If a vendor can’t answer clearly, don’t use them for customer data.
4) Measure ROI like Equinix does: revenue impact and capacity planning
Answer first: AI ROI tracking should be as concrete as headcount planning—time saved, conversion lifted, or cost avoided.
Use a simple scorecard per workflow:
- Volume: tasks per week
- Time baseline: minutes per task before
- Time now: minutes per task after
- Quality: error rate or revision rate
- Business outcome: conversions, CSAT, churn, SLA performance
A real example scorecard target:
- Reduce “first reply time” to inbound leads from 12 hours to 1 hour.
- Lift demo show-up rate by 10–15% through faster, more relevant follow-up.
When you track this, tool decisions get easier. You keep what works and cut what doesn’t.
The myth to drop: “AI adoption is only for big enterprises”
Answer first: SMEs benefit faster because they have fewer legacy systems and shorter decision chains.
Big enterprises often spend months on procurement, security reviews, and change management. SMEs can move in weeks.
The infrastructure buildout story (like Equinix’s) should make SMEs more confident, not less. It says:
- Vendors are scaling to serve broader demand.
- Reliability and availability are improving.

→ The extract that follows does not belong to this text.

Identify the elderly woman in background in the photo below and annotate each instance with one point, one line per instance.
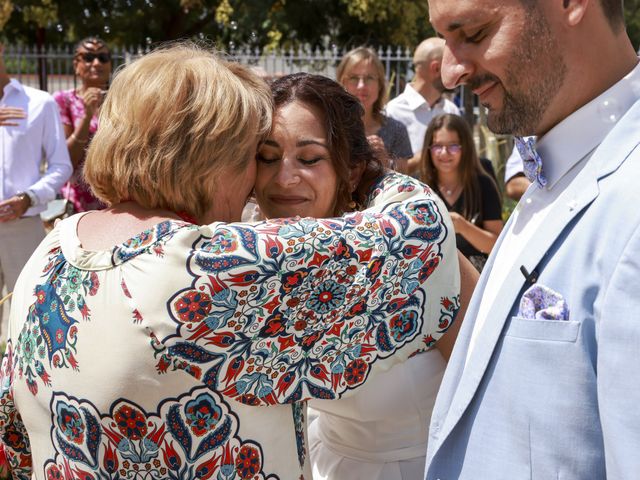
(79, 109)
(142, 344)
(362, 74)
(316, 162)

- AI features will keep getting embedded into the tools you already use.
The competitive risk isn’t “AI will replace us.” It’s that a competitor will run the same business with 20–30% more output per employee because their workflows are AI-assisted.
“People also ask” (quick answers for Singapore business teams)
Do I need to host AI in a data centre to use AI business tools in Singapore?
No. Most companies use SaaS AI tools. But data centre growth signals that those tools are being used heavily and that enterprise-grade requirements (security, uptime, latency) are becoming standard.
Is generative AI demand temporary hype?
Equinix’s revenue guidance suggests the opposite: infrastructure spend typically follows sustained usage, not short-lived trends.
What’s the first AI use case that’s safest to deploy?
Start with internal drafting and summarisation (emails, meeting notes, first-draft proposals) using non-sensitive inputs, then expand to customer-facing workflows once governance is in place.
Where this leaves Singapore in 2026
Equinix guiding above expectations is a market-level confirmation that AI is becoming normal business infrastructure. For Singapore, that’s consistent with what many teams are already feeling: more AI features in day-to-day software, more pressure to respond faster, and more competition across the region.
If you’re following the AI Business Tools Singapore series, the next step isn’t to obsess over which model is trending. It’s to pick one workflow, implement it properly, and measure results. Do that twice and you’ll have momentum. Do it six times and you’ll have an operating advantage.
One question to end on: If your team had to double output without hiring this year, which two workflows would you upgrade with AI first?